The Human Resource Council, District IX, and Natural Resources Defense Council recommended the new formula in NorthWestern Energy’s 2019 electric rate case, according to their filing with the PSC. The HRC and NRDC argued the formula would “reorient” NorthWestern “towards its customers,” and that residential ratepayers had overpaid $9.5 million last year.
“Absent a mechanism like an FCRM, utilities have an incentive to sell more electricity or natural gas in order to recover in excess of what the Commission has authorized them to recover and see windfall profit,” the parties argued in their filing. “Under traditional rate regulation, NWE is disincentivized from acquiring energy efficiency, which if it were acquired would lower customers’ bills.”
At a hearing last week, though, a NorthWestern Energy representative argued for another delay and told commissioners the pandemic had “fundamentally shifted” energy use. In its filing, the utility said it would have lost $20 million had the pilot been in effect starting July 2020 with a drop in revenue from customers not covered in the pilot, plus the rebate to residential customers.
The utility also pointed out that opposition to a delay came from the advocacy organizations, not the Montana Consumer Counsel.
“Notably, the actual consumer advocate, the Montana Consumer Counsel, did not oppose NorthWestern’s request,” the company said.
At the meeting this week, O’Donnell tried to negotiate a deal to return the $9.1 million “excess” to customers, but no one seconded his motion. If the company wanted to delay implementation, it should do so only if it voluntarily agreed to grant a refund to residential customers, he argued; if it agreed the pilot could start on July 1 as planned, it could keep that money.

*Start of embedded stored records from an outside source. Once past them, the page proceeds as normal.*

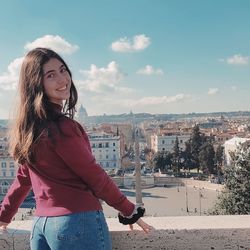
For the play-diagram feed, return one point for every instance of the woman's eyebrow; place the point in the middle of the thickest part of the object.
(53, 70)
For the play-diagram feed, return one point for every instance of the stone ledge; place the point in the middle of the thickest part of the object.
(187, 232)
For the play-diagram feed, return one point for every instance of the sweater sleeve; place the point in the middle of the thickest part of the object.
(16, 194)
(75, 151)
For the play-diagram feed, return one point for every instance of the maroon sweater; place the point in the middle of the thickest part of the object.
(66, 178)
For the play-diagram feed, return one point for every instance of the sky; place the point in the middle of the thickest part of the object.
(161, 56)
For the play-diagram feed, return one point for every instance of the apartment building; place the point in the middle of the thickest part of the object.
(165, 142)
(106, 149)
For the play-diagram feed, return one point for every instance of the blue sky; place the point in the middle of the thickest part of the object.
(157, 56)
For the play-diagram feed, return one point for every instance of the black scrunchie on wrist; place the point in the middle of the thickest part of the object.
(131, 220)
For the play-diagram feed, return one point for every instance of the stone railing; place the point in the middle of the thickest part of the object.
(169, 233)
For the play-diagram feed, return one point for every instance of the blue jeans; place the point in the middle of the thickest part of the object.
(78, 231)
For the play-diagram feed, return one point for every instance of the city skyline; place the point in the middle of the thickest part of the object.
(154, 57)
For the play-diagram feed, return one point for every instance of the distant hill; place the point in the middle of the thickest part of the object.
(159, 117)
(3, 123)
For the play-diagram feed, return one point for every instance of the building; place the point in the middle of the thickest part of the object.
(166, 142)
(82, 115)
(106, 149)
(231, 146)
(7, 167)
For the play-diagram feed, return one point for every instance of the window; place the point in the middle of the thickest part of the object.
(4, 164)
(5, 186)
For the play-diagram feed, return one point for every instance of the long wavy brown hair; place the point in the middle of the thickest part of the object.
(34, 111)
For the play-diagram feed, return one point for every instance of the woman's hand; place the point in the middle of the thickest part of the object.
(146, 228)
(3, 225)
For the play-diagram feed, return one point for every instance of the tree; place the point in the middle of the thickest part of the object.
(206, 158)
(219, 155)
(196, 142)
(187, 155)
(235, 198)
(176, 155)
(162, 160)
(219, 159)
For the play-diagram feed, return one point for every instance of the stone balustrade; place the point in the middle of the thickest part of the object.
(173, 233)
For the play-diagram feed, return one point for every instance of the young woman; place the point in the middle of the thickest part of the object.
(56, 161)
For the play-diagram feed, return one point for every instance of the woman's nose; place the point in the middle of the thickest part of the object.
(62, 79)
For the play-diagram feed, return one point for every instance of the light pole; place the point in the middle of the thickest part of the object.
(186, 193)
(137, 169)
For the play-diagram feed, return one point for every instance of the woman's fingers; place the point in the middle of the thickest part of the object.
(3, 225)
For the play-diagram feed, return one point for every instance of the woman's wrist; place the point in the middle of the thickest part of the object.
(128, 220)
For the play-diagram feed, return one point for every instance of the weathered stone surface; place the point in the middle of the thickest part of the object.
(170, 233)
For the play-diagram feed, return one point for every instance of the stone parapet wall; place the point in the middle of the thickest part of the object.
(170, 233)
(168, 182)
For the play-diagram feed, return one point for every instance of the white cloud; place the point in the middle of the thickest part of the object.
(149, 70)
(213, 91)
(139, 42)
(56, 43)
(238, 60)
(158, 100)
(103, 79)
(9, 79)
(234, 88)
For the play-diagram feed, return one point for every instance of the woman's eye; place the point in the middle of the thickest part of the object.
(50, 75)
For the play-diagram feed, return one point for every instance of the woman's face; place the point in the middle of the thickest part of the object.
(56, 81)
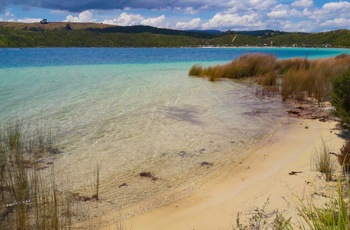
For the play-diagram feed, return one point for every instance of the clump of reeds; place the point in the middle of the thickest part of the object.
(334, 213)
(324, 163)
(248, 65)
(344, 157)
(301, 78)
(29, 196)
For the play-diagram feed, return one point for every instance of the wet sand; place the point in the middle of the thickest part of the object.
(262, 177)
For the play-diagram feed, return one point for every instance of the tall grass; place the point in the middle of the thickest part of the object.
(324, 163)
(331, 214)
(301, 77)
(29, 196)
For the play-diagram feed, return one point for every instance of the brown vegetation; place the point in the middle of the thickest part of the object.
(300, 78)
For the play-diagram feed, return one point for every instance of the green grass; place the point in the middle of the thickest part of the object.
(29, 195)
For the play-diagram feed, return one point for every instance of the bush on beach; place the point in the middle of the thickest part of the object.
(29, 196)
(301, 78)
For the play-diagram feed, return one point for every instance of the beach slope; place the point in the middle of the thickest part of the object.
(264, 177)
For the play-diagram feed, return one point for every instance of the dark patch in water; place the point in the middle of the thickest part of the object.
(188, 114)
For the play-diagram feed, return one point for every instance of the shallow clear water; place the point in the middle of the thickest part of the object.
(135, 110)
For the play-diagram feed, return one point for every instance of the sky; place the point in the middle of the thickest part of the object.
(223, 15)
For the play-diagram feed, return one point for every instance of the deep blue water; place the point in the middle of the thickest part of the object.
(36, 57)
(134, 109)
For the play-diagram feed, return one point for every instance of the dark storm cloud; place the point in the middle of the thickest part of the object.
(81, 5)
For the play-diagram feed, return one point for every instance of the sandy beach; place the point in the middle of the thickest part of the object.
(263, 177)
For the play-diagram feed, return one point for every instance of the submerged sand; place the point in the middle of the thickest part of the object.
(263, 177)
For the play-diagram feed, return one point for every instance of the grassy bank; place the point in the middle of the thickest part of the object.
(295, 78)
(29, 197)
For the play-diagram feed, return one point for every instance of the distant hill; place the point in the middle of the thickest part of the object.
(62, 34)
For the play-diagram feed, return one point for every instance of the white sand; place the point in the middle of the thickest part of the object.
(263, 176)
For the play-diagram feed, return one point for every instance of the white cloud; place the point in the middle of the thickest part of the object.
(338, 23)
(303, 3)
(191, 10)
(156, 22)
(193, 24)
(58, 11)
(27, 20)
(125, 19)
(85, 16)
(283, 11)
(9, 14)
(336, 6)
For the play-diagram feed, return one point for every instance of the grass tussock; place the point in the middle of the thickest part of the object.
(29, 196)
(330, 214)
(324, 163)
(301, 78)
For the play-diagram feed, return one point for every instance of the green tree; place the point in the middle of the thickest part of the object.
(341, 98)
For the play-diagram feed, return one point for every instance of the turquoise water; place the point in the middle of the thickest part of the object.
(135, 110)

“This would permit the utility to make a business decision regarding its operations,” O’Donnell said.
PSC staff lawyer Rogala, though, said the order the Commission approved earlier did not include the typical conclusions of law that would allow an opportunity to address overages. However, he suggested the Commission could instate relief provisions going forward to not find itself in the same position in 2022.
None of the commissioners made a move to amend the motion, and Commissioner Randy Pinocci called the question. Pinocci, Fielder and Vice Chair Brad Johnson approved Johnson’s motion to approve the delay of one year that NorthWestern had requested.
“I just think that it is prudent for us to say let’s wait and implement this based on a year that gives us data and experience that is less exceptional,” Johnson said.